So, the test statistics follows a t distribution \(T = \frac{\hat\beta_1- 0}{S\hat\beta_1} = \frac{\hat\beta_1}{S\hat\beta_1}\) where 0 is the mean assumed under the null. This has a t distribution with degrees of freedom \(df =n-2\) if null hypothesis,\(H_0\) is true.

Confidence intervals: The confidence interval is calculated using a formula; \(\hat\beta_1\pm t_{\alpha/2,n-2}*S\beta_1\) where \(t_{\alpha/2}\) is t critical values. Note, the confidence interval of \(\hat\beta_1\) gives a range of values where the true unknown parameter is likely to reside. It will also help in answering the question, is \(y\) related to \(x\) ?.

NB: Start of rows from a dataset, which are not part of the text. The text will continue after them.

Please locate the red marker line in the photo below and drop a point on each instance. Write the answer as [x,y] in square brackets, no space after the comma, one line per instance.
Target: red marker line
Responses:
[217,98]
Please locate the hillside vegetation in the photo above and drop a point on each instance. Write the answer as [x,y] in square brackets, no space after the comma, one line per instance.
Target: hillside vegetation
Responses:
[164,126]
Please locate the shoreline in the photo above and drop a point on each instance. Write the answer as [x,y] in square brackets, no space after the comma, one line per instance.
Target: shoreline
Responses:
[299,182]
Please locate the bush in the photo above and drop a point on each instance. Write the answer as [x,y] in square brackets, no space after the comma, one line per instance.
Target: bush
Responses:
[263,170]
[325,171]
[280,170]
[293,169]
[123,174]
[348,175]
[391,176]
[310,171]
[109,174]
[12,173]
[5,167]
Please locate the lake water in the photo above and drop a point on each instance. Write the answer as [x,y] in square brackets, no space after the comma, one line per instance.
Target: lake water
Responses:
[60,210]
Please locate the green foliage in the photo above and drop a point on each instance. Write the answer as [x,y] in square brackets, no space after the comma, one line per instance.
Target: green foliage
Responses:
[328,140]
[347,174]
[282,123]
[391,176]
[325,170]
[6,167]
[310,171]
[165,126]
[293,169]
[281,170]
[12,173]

If the confidence interval of \(\beta_1\) contains 0, then there is no linear relationship between \(y\) and \(x\). Otherwise, there is a linear relationship

Linear Regression Model

We will begin our simple linear model building process by using the Speed as the independent variable. Here is the relationship between Oil_DP and Speed.

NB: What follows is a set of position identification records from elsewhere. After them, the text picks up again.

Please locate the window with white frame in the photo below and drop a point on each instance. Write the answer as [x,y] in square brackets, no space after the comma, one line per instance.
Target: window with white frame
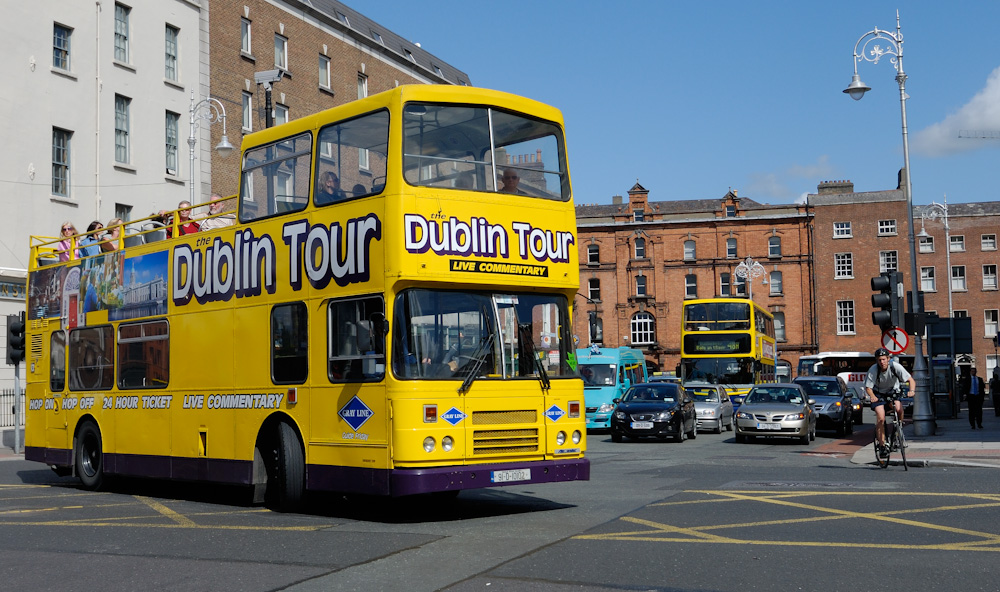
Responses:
[122,107]
[989,277]
[60,161]
[958,283]
[643,329]
[888,261]
[640,248]
[774,247]
[281,51]
[845,317]
[886,227]
[843,265]
[594,288]
[60,46]
[245,45]
[324,71]
[122,13]
[170,37]
[927,281]
[171,135]
[690,286]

data_final <- clean_data%>%
  select(-c(Datetime))

plot(Oil_DP ~ Speed, data = data_final)

abline(coefficients(lm(Oil_DP ~ Speed, data = data_final)), lwd=2,lty = 2,col="red")
title("Oil Differential Pressure vs Speed")

Next, lets fit a simple linear model using Speed to estimate Oil_DP.

## 
## Call:
## lm(formula = Oil_DP ~ Speed, data = data_final)
## 
## Residuals:
##     Min      1Q  Median      3Q     Max 
## -53.310 -12.106  -1.507  11.101  41.865 
## 
## Coefficients:
##              Estimate Std. Error t value Pr(>|t|)    
## (Intercept) -17.88640   22.74477  -0.786    0.432    
## Speed         0.05560    0.01249   4.451 8.72e-06 ***
## ---
## Signif. codes:  0 '***' 0.001 '**' 0.01 '*' 0.05 '.' 0.1 ' ' 1
## 
## Residual standard error: 16.32 on 5752 degrees of freedom
## Multiple R-squared:  0.003432,   Adjusted R-squared:  0.003259 
## F-statistic: 19.81 on 1 and 5752 DF,  p-value: 8.72e-06

From the results, our linear model is represented by the following equation \[ \begin{aligned} \operatorname{Oil\_DP} &= \beta_{0} + \beta_{1}(\operatorname{Speed}) + \epsilon \end{aligned} \]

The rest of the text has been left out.